Difference between Document-based and Key/Value-based databases?

never_had_a_name picture never_had_a_name · Aug 24, 2010 · Viewed 52.4k times · Source

I know there are three different, popular types of non-sql databases.

  • Key/Value: Redis, Tokyo Cabinet, Memcached
  • ColumnFamily: Cassandra, HBase
  • Document: MongoDB, CouchDB

I have read long blogs about it without understanding so much.

I know relational databases and get the hang around document-based databases like MongoDB/CouchDB.

Could someone tell me what the major differences are between these and the 2 former on the list?

Answer

Niels van der Rest picture Niels van der Rest · Aug 24, 2010

The main differences are the data model and the querying capabilities.

Key-value stores

The first type is very simple and probably doesn't need any further explanation.

Data model: more than key-value stores

Although there is some debate on the correct name for databases such as Cassandra, I'd like to call them column-family stores. Although key-value pairs are an essential part of Cassandra, it's not limited to just that.

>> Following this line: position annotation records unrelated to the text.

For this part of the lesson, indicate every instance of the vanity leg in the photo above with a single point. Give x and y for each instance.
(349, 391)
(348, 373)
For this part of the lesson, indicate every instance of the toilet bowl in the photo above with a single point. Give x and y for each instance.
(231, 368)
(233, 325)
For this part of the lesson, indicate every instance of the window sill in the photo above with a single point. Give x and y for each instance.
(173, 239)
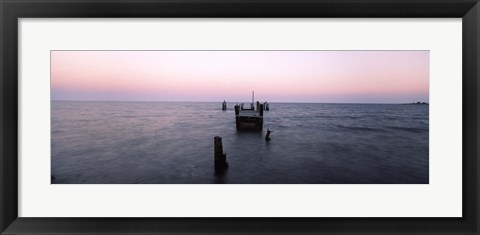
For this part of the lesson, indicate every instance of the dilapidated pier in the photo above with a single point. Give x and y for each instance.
(249, 119)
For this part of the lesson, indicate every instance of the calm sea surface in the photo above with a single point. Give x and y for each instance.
(172, 143)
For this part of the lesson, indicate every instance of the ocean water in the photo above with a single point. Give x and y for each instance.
(172, 143)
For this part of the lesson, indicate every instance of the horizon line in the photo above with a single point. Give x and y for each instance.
(287, 102)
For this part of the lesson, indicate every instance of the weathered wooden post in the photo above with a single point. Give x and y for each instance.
(221, 163)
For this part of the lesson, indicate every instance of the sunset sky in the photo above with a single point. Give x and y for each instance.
(275, 76)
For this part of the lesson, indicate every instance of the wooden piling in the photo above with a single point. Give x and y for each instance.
(224, 105)
(221, 163)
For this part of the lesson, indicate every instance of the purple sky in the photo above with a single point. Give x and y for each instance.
(276, 76)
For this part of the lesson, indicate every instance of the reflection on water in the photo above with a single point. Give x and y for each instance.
(158, 142)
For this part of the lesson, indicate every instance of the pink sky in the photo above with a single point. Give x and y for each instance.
(276, 76)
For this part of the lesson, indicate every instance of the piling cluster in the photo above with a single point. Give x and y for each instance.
(221, 163)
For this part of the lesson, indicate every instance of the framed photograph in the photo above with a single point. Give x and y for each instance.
(174, 117)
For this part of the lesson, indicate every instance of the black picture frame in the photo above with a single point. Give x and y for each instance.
(12, 10)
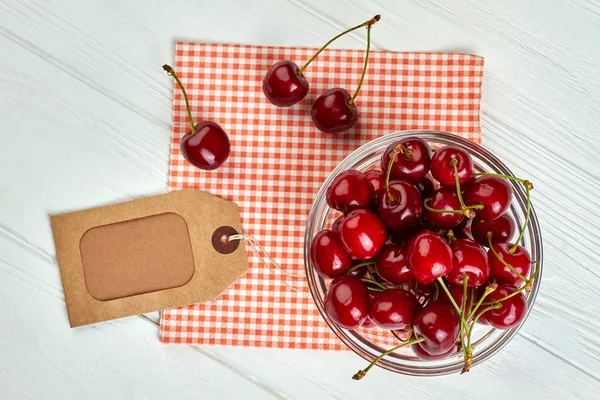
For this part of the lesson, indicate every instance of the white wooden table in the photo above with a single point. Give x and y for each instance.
(85, 114)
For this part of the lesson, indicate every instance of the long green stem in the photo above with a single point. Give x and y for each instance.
(399, 149)
(507, 265)
(172, 73)
(362, 77)
(367, 23)
(458, 310)
(514, 248)
(360, 374)
(489, 289)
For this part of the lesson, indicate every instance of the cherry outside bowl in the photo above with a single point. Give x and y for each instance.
(486, 341)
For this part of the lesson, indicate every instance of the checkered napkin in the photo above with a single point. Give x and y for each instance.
(279, 160)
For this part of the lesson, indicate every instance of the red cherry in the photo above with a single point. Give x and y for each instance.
(377, 180)
(391, 264)
(503, 228)
(206, 145)
(457, 294)
(513, 309)
(347, 301)
(469, 259)
(429, 257)
(336, 224)
(493, 193)
(284, 85)
(406, 208)
(424, 355)
(412, 164)
(444, 198)
(359, 272)
(206, 148)
(328, 256)
(333, 112)
(349, 190)
(393, 309)
(404, 236)
(442, 169)
(425, 186)
(520, 260)
(463, 230)
(368, 324)
(439, 323)
(363, 234)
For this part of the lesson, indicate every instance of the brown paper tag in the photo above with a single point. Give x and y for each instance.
(147, 255)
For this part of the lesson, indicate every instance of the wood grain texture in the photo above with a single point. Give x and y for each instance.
(85, 120)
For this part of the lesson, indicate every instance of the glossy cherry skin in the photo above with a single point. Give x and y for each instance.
(283, 85)
(404, 236)
(457, 294)
(442, 169)
(208, 148)
(468, 259)
(393, 309)
(495, 194)
(347, 301)
(349, 191)
(333, 113)
(328, 255)
(406, 209)
(391, 264)
(363, 234)
(429, 257)
(409, 168)
(513, 309)
(368, 324)
(520, 261)
(439, 323)
(503, 228)
(336, 224)
(463, 230)
(444, 198)
(424, 355)
(425, 186)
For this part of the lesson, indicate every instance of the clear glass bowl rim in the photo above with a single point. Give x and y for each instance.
(533, 233)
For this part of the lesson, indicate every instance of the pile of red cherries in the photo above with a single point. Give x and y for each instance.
(408, 254)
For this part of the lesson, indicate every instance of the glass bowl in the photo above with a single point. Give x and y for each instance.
(486, 340)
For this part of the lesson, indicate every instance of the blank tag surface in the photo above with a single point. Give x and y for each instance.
(146, 255)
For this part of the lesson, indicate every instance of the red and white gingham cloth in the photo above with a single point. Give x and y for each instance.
(279, 160)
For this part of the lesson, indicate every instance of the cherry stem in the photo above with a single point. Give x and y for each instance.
(367, 23)
(360, 374)
(371, 281)
(357, 266)
(527, 213)
(362, 77)
(410, 334)
(451, 236)
(426, 205)
(507, 265)
(399, 149)
(516, 292)
(172, 73)
(467, 211)
(462, 320)
(489, 289)
(471, 301)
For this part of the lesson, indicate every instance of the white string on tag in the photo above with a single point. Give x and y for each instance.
(265, 257)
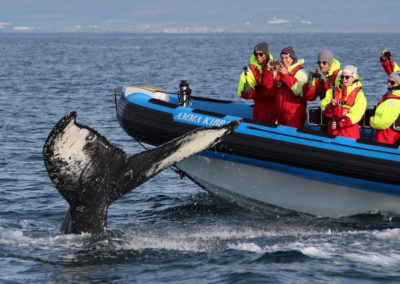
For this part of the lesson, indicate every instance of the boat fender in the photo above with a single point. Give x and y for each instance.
(184, 93)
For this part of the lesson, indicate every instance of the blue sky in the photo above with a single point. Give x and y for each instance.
(177, 16)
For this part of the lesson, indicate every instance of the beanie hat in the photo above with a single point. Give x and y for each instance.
(289, 51)
(395, 76)
(350, 69)
(262, 46)
(326, 55)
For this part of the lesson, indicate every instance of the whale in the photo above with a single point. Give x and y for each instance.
(91, 173)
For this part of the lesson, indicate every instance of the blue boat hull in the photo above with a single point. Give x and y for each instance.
(334, 168)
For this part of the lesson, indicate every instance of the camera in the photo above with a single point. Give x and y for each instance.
(275, 63)
(317, 76)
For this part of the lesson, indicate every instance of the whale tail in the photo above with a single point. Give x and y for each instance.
(91, 173)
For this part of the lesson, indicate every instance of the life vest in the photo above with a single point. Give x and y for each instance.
(388, 96)
(256, 73)
(350, 98)
(292, 73)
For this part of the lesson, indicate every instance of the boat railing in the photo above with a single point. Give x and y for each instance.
(315, 117)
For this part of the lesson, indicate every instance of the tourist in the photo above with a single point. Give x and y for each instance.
(251, 85)
(387, 111)
(325, 76)
(287, 82)
(387, 62)
(345, 105)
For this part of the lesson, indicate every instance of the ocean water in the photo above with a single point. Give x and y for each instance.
(168, 229)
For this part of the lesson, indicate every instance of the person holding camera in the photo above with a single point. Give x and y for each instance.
(323, 78)
(345, 104)
(252, 84)
(387, 62)
(287, 81)
(387, 111)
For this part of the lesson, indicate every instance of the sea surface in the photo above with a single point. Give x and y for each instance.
(167, 230)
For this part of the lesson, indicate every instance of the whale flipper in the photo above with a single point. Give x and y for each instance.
(90, 173)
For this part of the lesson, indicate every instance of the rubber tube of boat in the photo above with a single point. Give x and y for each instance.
(184, 93)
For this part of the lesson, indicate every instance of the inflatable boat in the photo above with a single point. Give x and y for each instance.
(267, 166)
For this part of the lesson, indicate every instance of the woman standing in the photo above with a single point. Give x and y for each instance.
(251, 85)
(345, 105)
(287, 82)
(387, 111)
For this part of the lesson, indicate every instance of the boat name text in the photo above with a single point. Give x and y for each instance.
(196, 118)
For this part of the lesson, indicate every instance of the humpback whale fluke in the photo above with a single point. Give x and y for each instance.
(90, 173)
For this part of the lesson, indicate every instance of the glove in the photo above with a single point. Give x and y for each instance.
(321, 77)
(247, 88)
(310, 78)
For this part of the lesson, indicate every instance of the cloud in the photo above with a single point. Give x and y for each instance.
(24, 28)
(306, 22)
(276, 21)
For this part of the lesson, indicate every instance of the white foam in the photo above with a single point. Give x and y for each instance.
(376, 259)
(252, 247)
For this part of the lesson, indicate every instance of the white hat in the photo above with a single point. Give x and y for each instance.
(350, 69)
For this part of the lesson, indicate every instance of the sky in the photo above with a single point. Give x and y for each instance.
(190, 16)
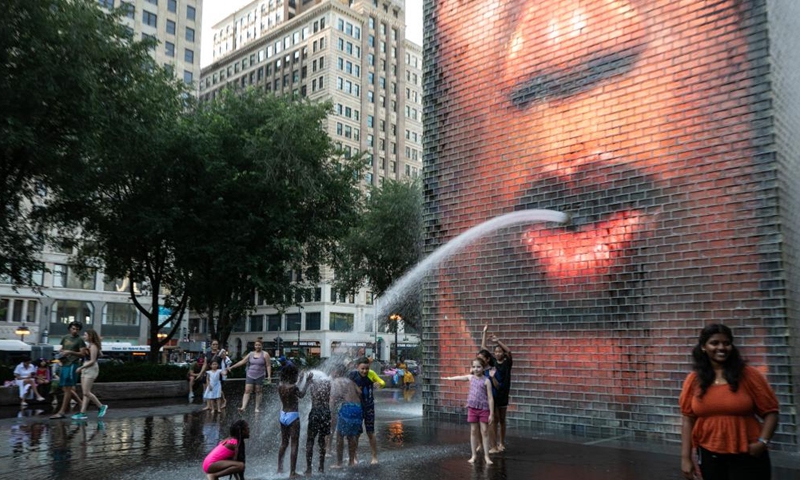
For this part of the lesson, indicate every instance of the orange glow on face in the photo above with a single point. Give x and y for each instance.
(632, 117)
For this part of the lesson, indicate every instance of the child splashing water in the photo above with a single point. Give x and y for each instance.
(228, 457)
(213, 390)
(480, 406)
(290, 396)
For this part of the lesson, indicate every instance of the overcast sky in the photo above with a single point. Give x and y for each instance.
(216, 10)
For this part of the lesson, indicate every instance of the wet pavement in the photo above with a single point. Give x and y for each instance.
(169, 438)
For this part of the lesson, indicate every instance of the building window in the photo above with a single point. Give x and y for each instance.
(273, 323)
(68, 311)
(128, 8)
(149, 18)
(59, 276)
(341, 322)
(120, 314)
(293, 322)
(256, 323)
(313, 321)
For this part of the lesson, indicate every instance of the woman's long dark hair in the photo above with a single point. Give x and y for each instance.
(487, 356)
(237, 432)
(734, 364)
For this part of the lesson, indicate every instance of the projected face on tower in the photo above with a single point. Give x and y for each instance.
(633, 117)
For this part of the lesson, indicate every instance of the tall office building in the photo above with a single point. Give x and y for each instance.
(176, 24)
(99, 302)
(355, 55)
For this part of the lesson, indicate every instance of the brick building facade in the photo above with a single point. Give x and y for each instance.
(667, 130)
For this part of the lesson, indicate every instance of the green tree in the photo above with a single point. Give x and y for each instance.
(98, 124)
(61, 65)
(275, 199)
(385, 244)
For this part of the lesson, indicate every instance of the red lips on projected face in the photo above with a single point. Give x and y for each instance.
(611, 206)
(588, 253)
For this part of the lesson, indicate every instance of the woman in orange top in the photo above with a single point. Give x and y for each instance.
(720, 401)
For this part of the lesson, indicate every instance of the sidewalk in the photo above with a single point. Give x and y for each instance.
(158, 439)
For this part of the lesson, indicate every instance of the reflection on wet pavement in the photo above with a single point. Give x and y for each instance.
(170, 439)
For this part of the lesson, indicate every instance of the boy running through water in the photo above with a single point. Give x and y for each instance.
(362, 379)
(290, 396)
(319, 422)
(346, 402)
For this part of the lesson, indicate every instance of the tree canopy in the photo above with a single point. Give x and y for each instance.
(384, 244)
(275, 198)
(67, 72)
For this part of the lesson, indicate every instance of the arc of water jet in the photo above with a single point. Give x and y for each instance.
(456, 244)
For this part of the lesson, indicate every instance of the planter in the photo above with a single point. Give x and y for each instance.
(138, 390)
(115, 391)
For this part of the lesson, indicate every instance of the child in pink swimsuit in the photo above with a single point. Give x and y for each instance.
(228, 457)
(480, 405)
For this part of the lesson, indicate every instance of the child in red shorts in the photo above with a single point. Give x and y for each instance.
(480, 406)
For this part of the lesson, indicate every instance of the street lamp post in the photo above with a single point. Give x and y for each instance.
(395, 317)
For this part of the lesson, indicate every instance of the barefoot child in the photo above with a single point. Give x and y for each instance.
(290, 396)
(346, 405)
(480, 406)
(319, 422)
(228, 457)
(213, 390)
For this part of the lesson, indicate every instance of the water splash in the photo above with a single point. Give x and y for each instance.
(400, 288)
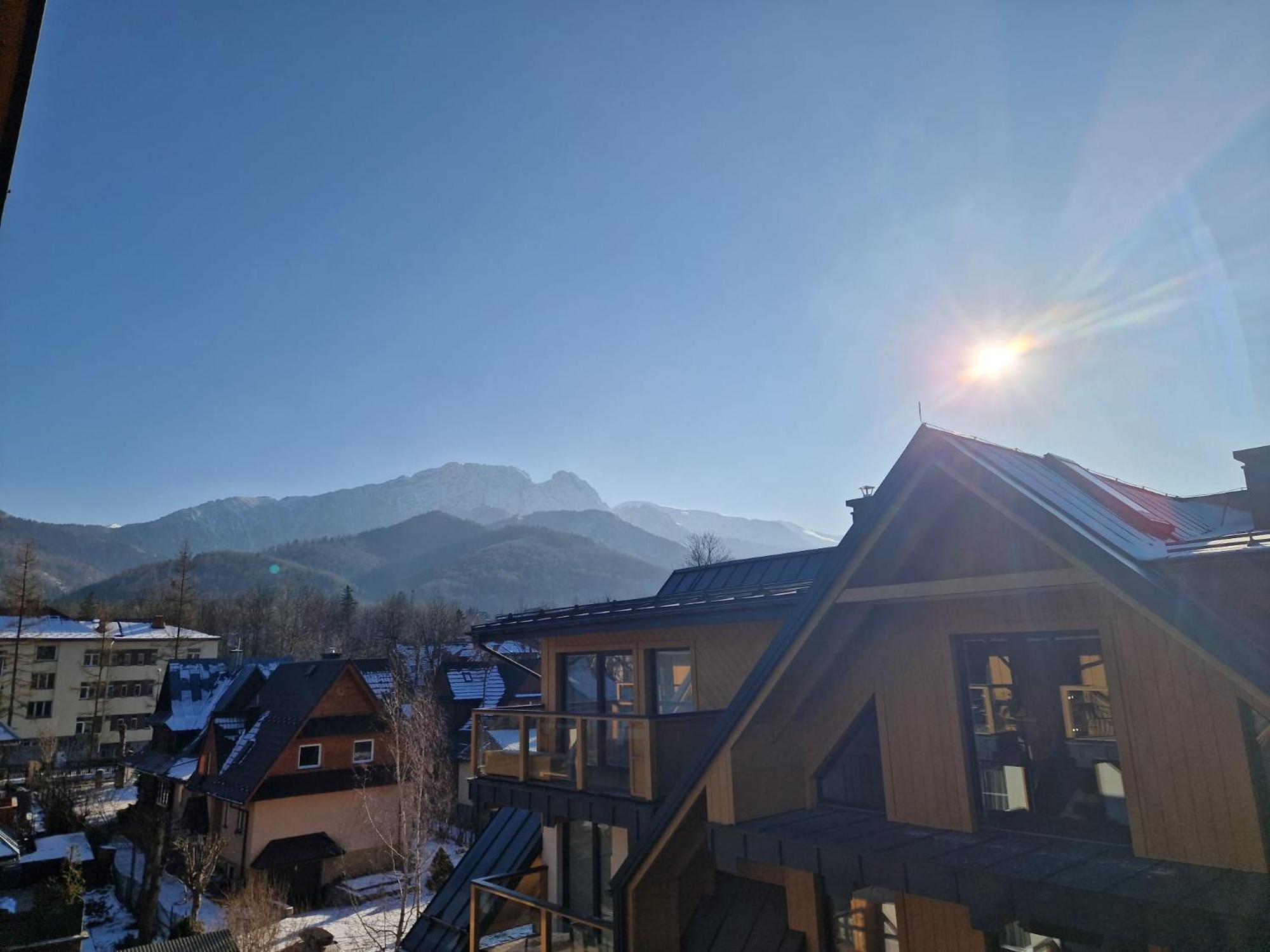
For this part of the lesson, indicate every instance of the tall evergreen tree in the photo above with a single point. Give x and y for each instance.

It allows you to nest key-value pairs, so a key could refer to multiple sub-key-value pairs.

You cannot nest key-value pairs indefinitely though. You are limited to three levels (column families) or four levels of nesting (super-column families). In case the term column family doesn't ring a bell, see the WTF is a SuperColumn article, it's a good explanation of Cassandra's data model.

Document databases, such as CouchDB and MongoDB store entire documents in the form of JSON objects. You can think of these objects as nested key-value pairs. Unlike Cassandra, you can nest key-value pairs as much as you want. JSON also supports arrays and understands different data types, such as strings, numbers and boolean values.

Querying

I believe column-family stores can only be queried by key, or by writing map-reduce functions. You cannot query the values like you would in an SQL database. If your application needs more complex queries, your application will have to create and maintain indexes in order to access the desired data.

Document databases support queries by key and map-reduce functions as well, but also allow you to do basic queries by value, such as "Give me all users with more than 10 posts". Document databases are more flexible in this way.